For the average southerner, a real winter is more something we fantasize about than we actually experience. We talk with confidence during August about how football games will be colder in October, but by November, we're still sweating in the stands. We picture what a white Christmas will look like, but we end up wearing shorts and blasting the AC. Usually, a southern winter starts in January and lasts until mid-March if we are lucky. While most of the country is having their normal winters, southerners get stuck with freezing cold mornings wrapped in every warm clothing item they can find and super hot afternoons spent in flip flops and t-shirts. A southern winter is the most unpredictable season in the south. So here are the top seven things southerners know to be true about this ridiculous season.
1. What really even is winter? One day we're wearing shorts and flip flops and the next day we're wearing a parka. We never know what to wear before we step outside. It's a constant battle between dressing really warm or really cold.
2. Our winter clothes hardly get touched, and we constantly get asked if we just bought our jacket, boots, scarf, etc. because no one hardly ever gets to see them.
3. When it does start to get cold half the population will start wearing their fleece lined leggings while the other half will insist on wearing shorts until their legs turn blue from cold. The struggle definitely is real.

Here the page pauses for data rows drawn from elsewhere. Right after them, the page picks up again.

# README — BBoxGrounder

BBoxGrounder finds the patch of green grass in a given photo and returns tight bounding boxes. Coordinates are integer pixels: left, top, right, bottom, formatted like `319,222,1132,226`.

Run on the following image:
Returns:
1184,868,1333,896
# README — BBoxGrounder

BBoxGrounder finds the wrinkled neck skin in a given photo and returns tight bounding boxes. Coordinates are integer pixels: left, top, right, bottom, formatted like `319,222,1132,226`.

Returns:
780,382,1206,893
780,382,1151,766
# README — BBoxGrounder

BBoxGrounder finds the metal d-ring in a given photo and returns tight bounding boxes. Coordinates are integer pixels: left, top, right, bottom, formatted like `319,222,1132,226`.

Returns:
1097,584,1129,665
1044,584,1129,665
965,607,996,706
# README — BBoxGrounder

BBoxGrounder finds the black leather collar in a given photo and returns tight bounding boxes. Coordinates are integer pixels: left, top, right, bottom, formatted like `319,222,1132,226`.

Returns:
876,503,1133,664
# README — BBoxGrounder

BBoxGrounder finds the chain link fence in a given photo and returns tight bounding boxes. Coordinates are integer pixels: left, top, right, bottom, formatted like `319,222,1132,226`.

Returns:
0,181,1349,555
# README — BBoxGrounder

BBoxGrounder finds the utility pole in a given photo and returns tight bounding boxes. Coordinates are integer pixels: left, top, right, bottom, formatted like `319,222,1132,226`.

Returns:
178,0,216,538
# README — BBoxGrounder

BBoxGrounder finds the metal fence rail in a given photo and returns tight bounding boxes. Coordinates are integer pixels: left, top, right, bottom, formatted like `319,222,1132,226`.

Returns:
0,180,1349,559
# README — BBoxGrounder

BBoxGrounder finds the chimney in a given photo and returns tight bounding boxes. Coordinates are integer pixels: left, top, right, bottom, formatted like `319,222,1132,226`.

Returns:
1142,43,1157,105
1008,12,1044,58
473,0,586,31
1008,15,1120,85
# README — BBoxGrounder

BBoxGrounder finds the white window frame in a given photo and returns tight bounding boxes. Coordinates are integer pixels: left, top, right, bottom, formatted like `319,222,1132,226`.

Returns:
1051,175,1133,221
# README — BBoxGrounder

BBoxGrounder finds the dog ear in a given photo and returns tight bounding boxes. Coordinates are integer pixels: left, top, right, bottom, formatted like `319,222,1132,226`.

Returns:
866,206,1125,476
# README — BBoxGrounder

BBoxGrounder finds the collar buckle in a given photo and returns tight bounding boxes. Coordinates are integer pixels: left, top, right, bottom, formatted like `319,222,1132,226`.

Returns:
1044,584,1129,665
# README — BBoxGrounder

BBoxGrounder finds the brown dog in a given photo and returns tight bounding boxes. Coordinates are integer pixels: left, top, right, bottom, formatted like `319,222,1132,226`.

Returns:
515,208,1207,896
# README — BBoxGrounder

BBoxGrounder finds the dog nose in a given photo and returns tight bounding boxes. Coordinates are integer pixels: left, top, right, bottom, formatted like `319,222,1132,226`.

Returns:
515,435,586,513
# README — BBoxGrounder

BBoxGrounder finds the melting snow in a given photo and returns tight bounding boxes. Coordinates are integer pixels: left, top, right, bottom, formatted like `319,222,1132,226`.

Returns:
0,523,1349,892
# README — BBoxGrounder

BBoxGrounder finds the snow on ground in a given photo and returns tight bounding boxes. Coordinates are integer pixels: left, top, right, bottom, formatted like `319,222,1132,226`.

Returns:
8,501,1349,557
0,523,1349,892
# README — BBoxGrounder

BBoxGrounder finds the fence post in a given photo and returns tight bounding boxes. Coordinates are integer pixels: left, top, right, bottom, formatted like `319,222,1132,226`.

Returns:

4. The first sign of ice on the roads and we freak out and don't know what to do with ourselves. It is literally the bane of our existence.
5. With the cold comes the wind, and it will NOT STOP BLOWING. It's a never ending cycle of horrible for three months.
6. A blizzard in the south consists of snow flurries and maybe an inch of snow on the ground. Snow equals mass panic and everyone running to Wal-Mart to buy "supplies."
7. Despite our fear of the snow, we also secretly love it and act like we've never seen it before if we actually do get a decent snow, which happens maybe every ten years.